Starting from the premise that UK boardrooms, including those of leading public companies, do not reflect the UK’s ethnic diversity nor the stakeholders that companies engage with (customers, employees, etc.), the Parker Report states that ‘ethnic minority representation in the Boardrooms across the FTSE 100 is disproportionately low, especially when looking at the number of UK citizen directors of colour’. For example, the Report highlights that of 1087 director positions in the FTSE 100, UK citizen directors of colour represent only about 1.5% of the total director population with 90 individual directors of colour (four hold two Board positions) whilst total directors of colour represent about 8% of the total (compared to 14% of the UK population). Some 53 FTSE 100 companies do not have any directors of colour.
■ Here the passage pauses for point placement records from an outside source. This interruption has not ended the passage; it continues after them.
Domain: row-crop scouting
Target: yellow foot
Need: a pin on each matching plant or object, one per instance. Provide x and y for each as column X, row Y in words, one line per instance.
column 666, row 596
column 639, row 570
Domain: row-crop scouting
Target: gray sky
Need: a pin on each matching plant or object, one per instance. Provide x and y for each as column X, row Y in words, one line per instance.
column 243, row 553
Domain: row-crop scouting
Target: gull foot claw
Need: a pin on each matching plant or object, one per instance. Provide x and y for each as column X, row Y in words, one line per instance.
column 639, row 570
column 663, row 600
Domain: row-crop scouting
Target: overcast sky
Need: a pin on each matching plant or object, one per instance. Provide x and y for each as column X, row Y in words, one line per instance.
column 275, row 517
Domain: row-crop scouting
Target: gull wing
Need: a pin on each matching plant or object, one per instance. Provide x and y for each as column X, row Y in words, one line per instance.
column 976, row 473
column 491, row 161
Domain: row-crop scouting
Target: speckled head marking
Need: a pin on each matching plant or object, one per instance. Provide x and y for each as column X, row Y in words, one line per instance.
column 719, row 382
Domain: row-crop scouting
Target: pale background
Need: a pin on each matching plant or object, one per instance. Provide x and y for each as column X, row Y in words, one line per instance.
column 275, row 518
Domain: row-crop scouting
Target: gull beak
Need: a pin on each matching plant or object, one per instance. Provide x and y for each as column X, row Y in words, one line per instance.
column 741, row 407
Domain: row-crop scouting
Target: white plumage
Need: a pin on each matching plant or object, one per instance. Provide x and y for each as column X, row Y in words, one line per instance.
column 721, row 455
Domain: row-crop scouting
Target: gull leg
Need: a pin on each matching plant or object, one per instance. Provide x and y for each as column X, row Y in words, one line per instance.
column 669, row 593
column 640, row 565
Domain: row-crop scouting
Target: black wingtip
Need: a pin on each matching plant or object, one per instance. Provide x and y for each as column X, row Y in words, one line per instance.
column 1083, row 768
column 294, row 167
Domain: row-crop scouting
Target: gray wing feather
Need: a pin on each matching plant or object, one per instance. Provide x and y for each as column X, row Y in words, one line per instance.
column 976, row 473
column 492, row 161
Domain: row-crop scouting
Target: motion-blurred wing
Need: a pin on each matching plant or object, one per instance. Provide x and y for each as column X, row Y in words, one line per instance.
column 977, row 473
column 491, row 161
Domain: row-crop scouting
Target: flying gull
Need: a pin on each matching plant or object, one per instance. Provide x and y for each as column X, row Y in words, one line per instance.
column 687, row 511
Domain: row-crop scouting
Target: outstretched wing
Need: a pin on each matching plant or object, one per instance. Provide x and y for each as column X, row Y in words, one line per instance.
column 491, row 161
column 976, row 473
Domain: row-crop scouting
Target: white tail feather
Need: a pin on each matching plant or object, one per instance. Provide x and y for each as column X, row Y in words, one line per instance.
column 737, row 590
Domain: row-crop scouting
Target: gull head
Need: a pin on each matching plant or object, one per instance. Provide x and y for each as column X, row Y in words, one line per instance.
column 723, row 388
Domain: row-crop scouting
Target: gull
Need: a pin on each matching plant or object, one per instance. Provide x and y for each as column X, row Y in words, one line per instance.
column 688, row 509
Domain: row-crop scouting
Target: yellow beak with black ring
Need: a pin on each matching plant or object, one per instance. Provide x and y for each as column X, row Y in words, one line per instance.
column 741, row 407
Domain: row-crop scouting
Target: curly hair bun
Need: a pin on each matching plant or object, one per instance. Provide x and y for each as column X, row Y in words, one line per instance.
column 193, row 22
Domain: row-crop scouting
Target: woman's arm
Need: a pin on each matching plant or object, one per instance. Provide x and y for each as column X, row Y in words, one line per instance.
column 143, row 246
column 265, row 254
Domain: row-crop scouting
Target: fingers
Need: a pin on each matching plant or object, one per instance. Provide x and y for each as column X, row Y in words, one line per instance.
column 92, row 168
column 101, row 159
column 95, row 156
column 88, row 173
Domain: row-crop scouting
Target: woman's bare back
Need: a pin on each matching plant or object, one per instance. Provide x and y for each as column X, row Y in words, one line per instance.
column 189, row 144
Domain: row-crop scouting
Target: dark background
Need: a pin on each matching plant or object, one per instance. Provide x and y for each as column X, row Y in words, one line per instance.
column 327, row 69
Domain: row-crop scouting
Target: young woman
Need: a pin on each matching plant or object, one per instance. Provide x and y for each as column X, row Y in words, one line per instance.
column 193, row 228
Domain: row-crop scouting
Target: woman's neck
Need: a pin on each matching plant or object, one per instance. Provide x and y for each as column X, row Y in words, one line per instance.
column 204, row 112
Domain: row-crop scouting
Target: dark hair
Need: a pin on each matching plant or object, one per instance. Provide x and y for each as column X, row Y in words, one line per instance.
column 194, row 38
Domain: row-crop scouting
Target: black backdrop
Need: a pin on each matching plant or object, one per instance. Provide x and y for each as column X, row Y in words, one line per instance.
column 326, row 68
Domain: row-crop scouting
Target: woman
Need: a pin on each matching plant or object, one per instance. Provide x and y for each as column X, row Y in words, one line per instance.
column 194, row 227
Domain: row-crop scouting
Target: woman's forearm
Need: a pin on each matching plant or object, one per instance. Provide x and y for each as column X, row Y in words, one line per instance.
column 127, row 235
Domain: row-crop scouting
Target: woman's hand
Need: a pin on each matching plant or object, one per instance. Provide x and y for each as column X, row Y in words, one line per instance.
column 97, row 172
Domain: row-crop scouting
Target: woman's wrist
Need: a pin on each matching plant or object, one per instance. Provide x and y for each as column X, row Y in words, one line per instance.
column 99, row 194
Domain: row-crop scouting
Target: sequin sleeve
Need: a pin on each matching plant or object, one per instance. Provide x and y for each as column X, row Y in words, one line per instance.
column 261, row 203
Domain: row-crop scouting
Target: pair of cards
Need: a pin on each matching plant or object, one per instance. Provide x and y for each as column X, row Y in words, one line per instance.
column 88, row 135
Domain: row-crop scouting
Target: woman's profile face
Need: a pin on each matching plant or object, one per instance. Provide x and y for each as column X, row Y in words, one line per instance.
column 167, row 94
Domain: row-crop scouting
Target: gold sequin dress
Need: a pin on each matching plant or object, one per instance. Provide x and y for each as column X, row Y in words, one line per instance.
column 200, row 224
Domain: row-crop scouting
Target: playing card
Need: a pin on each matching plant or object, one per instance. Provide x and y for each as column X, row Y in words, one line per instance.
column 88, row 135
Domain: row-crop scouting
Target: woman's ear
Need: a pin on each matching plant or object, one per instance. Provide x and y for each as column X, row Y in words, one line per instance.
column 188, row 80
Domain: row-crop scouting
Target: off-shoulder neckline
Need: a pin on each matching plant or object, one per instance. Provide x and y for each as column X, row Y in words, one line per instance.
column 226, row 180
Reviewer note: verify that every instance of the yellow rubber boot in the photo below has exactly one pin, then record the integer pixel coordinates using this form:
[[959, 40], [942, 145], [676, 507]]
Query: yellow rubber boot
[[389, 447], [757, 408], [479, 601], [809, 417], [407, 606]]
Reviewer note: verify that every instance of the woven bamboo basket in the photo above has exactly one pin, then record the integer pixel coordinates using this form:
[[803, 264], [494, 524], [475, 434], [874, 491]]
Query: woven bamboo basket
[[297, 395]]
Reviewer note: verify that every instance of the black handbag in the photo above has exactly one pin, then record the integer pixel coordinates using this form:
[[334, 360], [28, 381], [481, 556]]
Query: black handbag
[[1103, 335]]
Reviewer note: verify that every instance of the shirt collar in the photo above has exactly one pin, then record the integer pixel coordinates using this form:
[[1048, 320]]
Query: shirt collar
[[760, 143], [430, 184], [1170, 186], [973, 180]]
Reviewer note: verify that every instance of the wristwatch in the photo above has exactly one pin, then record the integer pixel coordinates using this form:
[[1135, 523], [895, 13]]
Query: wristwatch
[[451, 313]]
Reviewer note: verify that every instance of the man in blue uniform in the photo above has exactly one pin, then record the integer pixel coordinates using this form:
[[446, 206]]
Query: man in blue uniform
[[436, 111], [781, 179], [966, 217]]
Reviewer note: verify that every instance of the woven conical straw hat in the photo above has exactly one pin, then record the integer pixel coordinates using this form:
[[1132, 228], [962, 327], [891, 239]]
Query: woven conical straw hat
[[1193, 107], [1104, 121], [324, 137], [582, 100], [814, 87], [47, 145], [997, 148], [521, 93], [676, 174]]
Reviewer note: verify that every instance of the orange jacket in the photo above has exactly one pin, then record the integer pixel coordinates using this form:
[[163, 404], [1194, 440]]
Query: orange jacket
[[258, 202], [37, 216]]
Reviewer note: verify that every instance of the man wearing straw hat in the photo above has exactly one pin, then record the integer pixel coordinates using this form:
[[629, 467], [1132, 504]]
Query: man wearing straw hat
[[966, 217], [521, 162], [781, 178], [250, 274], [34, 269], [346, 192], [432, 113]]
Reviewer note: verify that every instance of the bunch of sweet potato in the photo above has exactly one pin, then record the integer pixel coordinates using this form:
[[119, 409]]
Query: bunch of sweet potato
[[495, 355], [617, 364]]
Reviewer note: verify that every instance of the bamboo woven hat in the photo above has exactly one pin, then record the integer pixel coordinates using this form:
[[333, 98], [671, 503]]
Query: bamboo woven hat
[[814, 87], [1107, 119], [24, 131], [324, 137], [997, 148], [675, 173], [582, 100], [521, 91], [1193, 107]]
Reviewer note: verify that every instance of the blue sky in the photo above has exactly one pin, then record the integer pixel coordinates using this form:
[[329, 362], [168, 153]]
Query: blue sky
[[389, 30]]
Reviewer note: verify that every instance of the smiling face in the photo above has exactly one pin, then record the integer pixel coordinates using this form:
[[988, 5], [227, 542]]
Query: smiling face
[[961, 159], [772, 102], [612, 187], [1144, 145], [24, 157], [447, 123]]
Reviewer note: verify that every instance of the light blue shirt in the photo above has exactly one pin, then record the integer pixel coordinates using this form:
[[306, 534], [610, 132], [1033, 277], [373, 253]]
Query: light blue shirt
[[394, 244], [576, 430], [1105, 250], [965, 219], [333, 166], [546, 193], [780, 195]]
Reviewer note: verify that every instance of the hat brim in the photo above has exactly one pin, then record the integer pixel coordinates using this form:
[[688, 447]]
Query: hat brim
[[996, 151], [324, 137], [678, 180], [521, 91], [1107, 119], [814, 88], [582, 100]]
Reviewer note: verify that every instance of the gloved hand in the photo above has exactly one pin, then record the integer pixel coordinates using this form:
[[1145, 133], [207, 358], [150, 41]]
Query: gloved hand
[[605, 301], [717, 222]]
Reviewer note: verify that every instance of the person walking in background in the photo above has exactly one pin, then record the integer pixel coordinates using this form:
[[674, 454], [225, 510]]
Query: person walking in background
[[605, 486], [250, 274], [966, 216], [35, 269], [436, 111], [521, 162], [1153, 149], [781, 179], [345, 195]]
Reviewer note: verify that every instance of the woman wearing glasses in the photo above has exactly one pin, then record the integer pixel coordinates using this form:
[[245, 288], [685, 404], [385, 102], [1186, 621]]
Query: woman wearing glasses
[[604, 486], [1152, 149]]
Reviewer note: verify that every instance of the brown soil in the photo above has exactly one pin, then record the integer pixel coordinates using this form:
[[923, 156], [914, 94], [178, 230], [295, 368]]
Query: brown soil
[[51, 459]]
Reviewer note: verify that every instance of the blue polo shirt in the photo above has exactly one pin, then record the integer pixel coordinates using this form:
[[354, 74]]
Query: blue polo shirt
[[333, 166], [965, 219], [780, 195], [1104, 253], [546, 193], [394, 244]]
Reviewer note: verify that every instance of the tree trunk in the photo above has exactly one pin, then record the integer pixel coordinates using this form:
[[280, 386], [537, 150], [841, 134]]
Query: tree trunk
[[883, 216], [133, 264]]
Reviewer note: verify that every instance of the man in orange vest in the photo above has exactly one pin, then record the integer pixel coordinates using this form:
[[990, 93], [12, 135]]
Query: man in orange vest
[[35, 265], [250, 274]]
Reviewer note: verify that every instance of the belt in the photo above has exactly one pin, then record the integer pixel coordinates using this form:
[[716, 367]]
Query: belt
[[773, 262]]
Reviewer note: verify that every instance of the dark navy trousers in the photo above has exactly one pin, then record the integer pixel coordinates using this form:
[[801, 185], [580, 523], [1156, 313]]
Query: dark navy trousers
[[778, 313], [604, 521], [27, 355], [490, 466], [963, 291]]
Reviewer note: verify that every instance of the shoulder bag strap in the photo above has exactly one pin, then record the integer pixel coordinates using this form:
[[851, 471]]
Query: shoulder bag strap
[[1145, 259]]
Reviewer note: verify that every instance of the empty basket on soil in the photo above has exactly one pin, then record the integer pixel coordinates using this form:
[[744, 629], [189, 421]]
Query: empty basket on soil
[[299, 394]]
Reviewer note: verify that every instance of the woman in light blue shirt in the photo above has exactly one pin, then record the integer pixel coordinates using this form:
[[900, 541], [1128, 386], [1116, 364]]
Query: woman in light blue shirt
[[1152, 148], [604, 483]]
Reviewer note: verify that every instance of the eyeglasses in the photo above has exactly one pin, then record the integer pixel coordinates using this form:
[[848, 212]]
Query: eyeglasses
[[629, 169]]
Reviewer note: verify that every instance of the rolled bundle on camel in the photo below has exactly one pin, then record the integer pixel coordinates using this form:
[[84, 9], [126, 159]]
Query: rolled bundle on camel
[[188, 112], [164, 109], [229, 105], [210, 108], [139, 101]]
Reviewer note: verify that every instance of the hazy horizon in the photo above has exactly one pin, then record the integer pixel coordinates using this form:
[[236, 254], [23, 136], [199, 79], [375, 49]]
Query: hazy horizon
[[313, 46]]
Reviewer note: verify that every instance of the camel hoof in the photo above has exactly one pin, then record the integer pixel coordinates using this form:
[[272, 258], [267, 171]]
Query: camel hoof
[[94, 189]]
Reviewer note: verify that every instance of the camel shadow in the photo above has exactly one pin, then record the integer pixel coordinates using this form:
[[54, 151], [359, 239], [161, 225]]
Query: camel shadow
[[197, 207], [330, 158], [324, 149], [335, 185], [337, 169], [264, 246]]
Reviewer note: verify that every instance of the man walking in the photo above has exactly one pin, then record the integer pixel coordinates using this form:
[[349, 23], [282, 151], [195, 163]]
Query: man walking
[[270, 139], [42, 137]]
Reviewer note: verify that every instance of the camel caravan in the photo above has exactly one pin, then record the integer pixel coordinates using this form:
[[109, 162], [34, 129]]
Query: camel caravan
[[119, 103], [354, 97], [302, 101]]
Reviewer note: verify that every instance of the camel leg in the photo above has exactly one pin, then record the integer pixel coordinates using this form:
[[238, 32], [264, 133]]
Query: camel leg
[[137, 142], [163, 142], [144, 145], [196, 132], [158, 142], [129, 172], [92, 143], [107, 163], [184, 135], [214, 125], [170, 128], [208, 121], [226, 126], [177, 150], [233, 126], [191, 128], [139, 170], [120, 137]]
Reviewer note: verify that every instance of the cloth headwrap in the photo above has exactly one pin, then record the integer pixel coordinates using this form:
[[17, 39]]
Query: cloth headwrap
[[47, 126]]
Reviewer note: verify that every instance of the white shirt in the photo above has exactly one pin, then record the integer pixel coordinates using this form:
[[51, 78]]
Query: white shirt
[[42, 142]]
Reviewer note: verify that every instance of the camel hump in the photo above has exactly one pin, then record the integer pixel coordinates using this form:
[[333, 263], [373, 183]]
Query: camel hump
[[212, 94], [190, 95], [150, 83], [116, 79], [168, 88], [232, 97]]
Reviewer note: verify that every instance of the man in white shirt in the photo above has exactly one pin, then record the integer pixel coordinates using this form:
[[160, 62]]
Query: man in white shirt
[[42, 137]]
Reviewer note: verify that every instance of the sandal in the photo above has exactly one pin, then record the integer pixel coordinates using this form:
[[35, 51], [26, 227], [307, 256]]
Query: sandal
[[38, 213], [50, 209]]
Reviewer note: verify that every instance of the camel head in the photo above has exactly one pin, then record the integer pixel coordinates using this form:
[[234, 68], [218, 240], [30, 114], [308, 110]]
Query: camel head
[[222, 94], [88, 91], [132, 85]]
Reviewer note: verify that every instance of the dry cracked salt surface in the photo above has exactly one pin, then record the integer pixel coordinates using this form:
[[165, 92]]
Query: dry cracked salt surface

Seven companies account for over 40% of the directors of colour, interestingly five out of the seven companies have headquarters historically located outside the UK. In terms of the key board roles of Chair and CEO, only nine people of colour hold the position of Chair or CEO.

The Parker Report’s recommendations can be found at http://www.ey.com/Publication/vwLUAssets/A_Report_into_the_Ethnic_Diversity_of_UK_Boards/$FILE/Beyond%20One%20by%2021%20PDF%20Report.pdf and are as follows:

 

 

  1. Increase the Ethnic Diversity of UK Boards

1.1. Each FTSE 100 Board should have at least one director of colour by 2021; and each FTSE 250 Board should have at least one director of colour by 2024.

1.2. Nomination committees of all FTSE 100 and FTSE 250 companies should require their internal human resources teams or search firms (as applicable) to identify and present qualified people of colour to be considered for Board appointment when vacancies occur.

1.3. Given the impact of the ‘Standard Voluntary Code of Conduct’ for executive search firms in the context of gender-based recruitment, we recommend that the relevant principles of that code be extended on a similar basis to apply to the recruitment of minority ethnic candidates as Board directors of FTSE 100 and FTSE 250 companies.

  1. Develop Candidates for the Pipeline & Plan for Succession

2.1. Members of the FTSE 100 and FTSE 250 should develop mechanisms to identify, develop and promote people of colour within their organisations in order to ensure over time that there is a pipeline of Board capable candidates and their managerial and executive ranks appropriately reflect the importance of diversity to their organisation.

2.2. Led by Board Chairs, existing Board directors of the FTSE 100 and FTSE 250 should mentor and/or sponsor people of colour within their own companies to ensure their readiness to assume senior managerial or executive positions internally, or non-executive Board positions externally.

2.3. Companies should encourage and support candidates drawn from diverse backgrounds, including people of colour, to take on Board roles internally (e.g., subsidiaries) where appropriate, as well as Board and trustee roles with external organisations (e.g., educational trusts, charities and other not-for-profit roles). These opportunities will give experience and develop oversight, leadership and stewardship skills.

  1. Enhance Transparency & Disclosure

3.1. A description of the Board’s policy on diversity be set out in a company’s annual report, and this should include a description of the company’s efforts to increase, amongst other things, ethnic diversity within its organisation, including at Board level.

3.2. Companies that do not meet Board composition recommendations by the relevant date should disclose in their annual report why they have not been able to achieve compliance.